Available online 2 December 2023, 100733

EpidemicsAuthor links open overlay panel, , , Highlights•

We develop a novel framework to estimate the serial interval distribution in an infectious disease outbreak from incompletely sampled data.

Our method can capture the uncertainty of the estimates when who-infected-whom is ambiguous.

Simulations show that our method can make inferences in outbreaks with low-case detection and over-dispersed transmissions.

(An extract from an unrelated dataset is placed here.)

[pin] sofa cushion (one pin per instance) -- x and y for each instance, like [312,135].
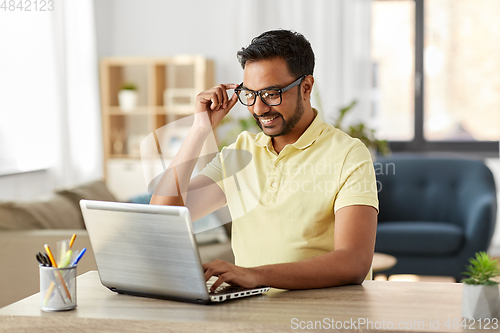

We implement our method on several real-life outbreak data sets and compare the results with other studies.

Abstract

The serial interval of an infectious disease is an important variable in epidemiology. It is defined as the period of time between the symptom onset times of the infector and infectee in a direct transmission pair. Under partially sampled data, purported infector-infectee pairs may actually be separated by one or more unsampled cases in between. Misunderstanding such pairs as direct transmissions will result in overestimating the length of serial intervals. On the other hand, two cases that are infected by an unseen third case (known as coprimary transmission) may be classified as a direct transmission pair, leading to an underestimation of the serial interval. Here, we introduce a method to jointly estimate the distribution of serial intervals factoring in these two sources of error. We simultaneously estimate the distribution of the number of unsampled intermediate cases between purported infector-infectee pairs, as well as the fraction of such pairs that are coprimary. We also extend our method to situations where each infectee has multiple possible infectors, and show how to factor this additional source of uncertainty into our estimates. We assess our method’s performance on simulated data sets and find that our method provides consistent and robust estimates. We also apply our method to data from real-life outbreaks of four infectious diseases and compare our results with published results. With similar accuracy, our method of estimating serial interval distribution provides unique advantages, allowing its application in settings of low sampling rates and large population sizes, such as widespread community transmission tracked by routine public health surveillance.

Keywords

Serial interval

Mixture model

Transmission

Infectious disease

© 2023 Published by Elsevier B.V.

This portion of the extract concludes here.